The present invention is related to Relational Database Management Systems (RDBMS) and XML electronic documents and more particularly to systems for mapping transformation between RDBMS and XML.

BACKGROUND OF THE INVENTION

While XML is becoming the predominant language for exchanging information over the Internet and the basis for enabling server-to-server communications in a heterogeneous computing environment, relational databases still remain the primary choice for enterprise information storage. An outstanding issue raised by this evolution is to determine methods for efficient storage and retrieval of information represented in XML. Consequently, methods for efficiently mapping between XML documents and relational databases is necessary.

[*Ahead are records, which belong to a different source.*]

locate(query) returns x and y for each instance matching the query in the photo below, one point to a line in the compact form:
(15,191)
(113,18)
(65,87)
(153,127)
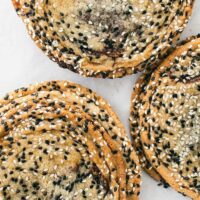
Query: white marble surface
(22,63)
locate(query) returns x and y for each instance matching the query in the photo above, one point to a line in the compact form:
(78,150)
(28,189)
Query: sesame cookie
(168,117)
(105,38)
(60,140)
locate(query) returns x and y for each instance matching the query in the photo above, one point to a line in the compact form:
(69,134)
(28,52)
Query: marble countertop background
(22,63)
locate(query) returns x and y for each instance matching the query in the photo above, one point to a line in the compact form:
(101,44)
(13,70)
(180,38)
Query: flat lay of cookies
(100,99)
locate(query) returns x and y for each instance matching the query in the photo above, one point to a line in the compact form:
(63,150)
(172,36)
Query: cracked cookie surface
(109,38)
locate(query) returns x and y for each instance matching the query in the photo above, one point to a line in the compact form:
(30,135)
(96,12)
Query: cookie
(60,140)
(108,38)
(168,117)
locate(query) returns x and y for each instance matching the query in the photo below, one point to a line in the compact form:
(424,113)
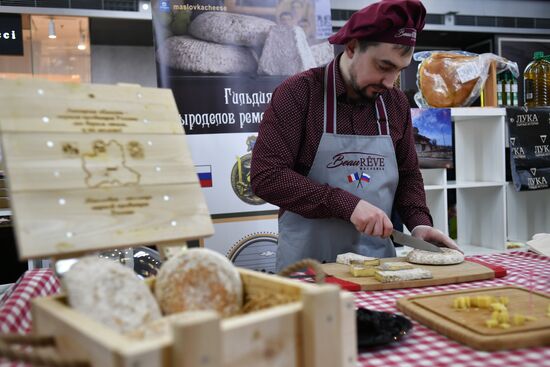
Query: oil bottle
(536,79)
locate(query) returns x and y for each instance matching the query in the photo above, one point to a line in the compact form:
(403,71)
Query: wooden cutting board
(442,274)
(468,326)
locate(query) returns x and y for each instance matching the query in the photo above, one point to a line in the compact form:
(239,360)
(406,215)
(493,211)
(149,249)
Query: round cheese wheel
(441,79)
(110,293)
(199,279)
(447,257)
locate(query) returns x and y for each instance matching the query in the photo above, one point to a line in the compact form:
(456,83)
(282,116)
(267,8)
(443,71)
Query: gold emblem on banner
(240,176)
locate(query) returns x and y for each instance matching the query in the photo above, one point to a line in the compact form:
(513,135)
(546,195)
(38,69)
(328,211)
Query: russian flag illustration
(205,175)
(353,177)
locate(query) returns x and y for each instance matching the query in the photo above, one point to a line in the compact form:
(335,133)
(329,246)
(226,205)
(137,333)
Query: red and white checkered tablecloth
(15,303)
(425,347)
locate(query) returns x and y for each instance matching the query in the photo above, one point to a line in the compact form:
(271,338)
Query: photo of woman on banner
(235,37)
(336,150)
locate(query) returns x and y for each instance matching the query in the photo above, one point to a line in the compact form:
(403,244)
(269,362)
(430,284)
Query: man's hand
(371,220)
(434,236)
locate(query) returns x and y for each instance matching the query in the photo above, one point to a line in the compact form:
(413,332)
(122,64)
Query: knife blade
(408,240)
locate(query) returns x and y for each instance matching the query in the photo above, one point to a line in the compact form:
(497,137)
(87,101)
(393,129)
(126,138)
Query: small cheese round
(110,293)
(199,279)
(447,257)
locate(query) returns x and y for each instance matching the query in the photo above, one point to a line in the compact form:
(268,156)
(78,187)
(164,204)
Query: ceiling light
(51,29)
(82,42)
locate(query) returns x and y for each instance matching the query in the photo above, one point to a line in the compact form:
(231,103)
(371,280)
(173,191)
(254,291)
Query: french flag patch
(353,177)
(205,175)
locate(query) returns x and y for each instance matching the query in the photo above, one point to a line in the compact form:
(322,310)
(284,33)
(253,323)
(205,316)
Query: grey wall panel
(124,64)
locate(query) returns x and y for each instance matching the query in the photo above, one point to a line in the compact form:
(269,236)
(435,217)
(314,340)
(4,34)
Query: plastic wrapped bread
(454,78)
(286,52)
(230,28)
(189,54)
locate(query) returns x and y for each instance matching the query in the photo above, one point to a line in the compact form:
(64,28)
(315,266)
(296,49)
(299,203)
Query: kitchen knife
(408,240)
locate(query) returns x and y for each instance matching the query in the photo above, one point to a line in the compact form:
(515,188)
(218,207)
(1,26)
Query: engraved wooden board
(442,274)
(92,167)
(468,326)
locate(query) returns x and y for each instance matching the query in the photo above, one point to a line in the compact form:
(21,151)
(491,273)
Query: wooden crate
(94,167)
(317,329)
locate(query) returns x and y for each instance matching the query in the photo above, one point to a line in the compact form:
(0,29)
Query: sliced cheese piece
(350,257)
(400,275)
(395,265)
(358,270)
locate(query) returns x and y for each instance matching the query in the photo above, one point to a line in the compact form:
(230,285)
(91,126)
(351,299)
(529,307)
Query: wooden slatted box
(93,167)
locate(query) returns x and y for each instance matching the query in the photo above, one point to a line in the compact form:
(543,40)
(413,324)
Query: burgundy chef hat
(391,21)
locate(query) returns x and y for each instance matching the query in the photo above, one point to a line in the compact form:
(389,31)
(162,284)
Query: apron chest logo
(360,177)
(359,160)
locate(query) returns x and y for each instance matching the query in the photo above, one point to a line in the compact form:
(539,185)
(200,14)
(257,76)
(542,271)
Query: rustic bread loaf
(199,279)
(230,28)
(286,52)
(189,54)
(110,293)
(323,53)
(441,79)
(447,257)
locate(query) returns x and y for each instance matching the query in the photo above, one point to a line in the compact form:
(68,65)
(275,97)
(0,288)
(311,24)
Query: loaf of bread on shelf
(199,279)
(447,79)
(389,276)
(110,293)
(351,257)
(448,256)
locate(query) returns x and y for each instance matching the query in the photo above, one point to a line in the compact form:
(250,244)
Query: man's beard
(361,95)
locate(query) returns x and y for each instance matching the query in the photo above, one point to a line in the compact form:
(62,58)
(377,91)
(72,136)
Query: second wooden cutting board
(442,274)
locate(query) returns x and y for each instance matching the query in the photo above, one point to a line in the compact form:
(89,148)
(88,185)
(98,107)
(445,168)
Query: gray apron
(363,165)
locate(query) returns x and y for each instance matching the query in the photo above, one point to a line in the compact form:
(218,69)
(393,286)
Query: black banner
(11,34)
(529,131)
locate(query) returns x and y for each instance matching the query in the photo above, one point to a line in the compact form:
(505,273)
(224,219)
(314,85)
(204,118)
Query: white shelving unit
(489,211)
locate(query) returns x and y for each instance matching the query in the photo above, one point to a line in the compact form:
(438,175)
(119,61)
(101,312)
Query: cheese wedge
(350,257)
(395,265)
(361,270)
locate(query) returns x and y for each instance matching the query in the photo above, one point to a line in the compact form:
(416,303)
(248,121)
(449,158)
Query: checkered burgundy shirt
(289,136)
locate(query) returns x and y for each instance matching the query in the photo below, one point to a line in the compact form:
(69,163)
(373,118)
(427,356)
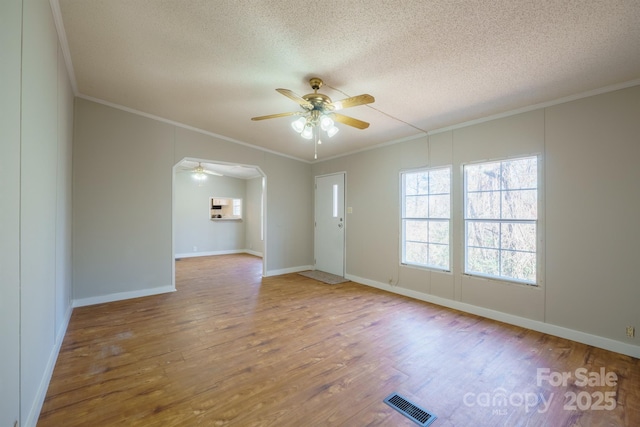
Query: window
(426,218)
(500,216)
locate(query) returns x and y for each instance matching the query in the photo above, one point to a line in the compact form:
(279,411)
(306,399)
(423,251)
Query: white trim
(536,325)
(254,253)
(119,296)
(288,270)
(36,407)
(209,253)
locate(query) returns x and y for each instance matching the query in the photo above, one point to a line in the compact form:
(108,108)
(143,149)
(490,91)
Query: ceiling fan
(199,172)
(319,112)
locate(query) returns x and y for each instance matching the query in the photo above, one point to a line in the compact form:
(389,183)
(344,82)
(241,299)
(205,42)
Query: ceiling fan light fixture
(307,132)
(332,131)
(326,123)
(299,124)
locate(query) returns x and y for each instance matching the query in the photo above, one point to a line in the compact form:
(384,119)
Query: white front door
(329,224)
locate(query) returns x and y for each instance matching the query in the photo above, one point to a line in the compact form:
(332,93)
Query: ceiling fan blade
(350,121)
(351,102)
(273,116)
(300,100)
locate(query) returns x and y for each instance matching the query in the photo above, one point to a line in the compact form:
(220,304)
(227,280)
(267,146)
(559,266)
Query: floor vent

For example, in the current state of the art, an inventory control system is usually implemented as a relational database (RDB). However a B2C (Business to Customer) application that interfaces with this system and allows external customers to order parts will often use extensible Markup Language (XML) as the syntax for document exchanges. The application has to transform between the two representations (RDB and XML). In another example, the same inventory control system will be used to create human readable reports in either XML or XHTML format. Again there is a need for an application to do a transformation from one representation domain to another (XML and XHTML). In the prior art this transformation is performed by incorporating specialized code in the applications, with the consequence that any change in either the XML interchange format or the database schema would require a change in the application code itself.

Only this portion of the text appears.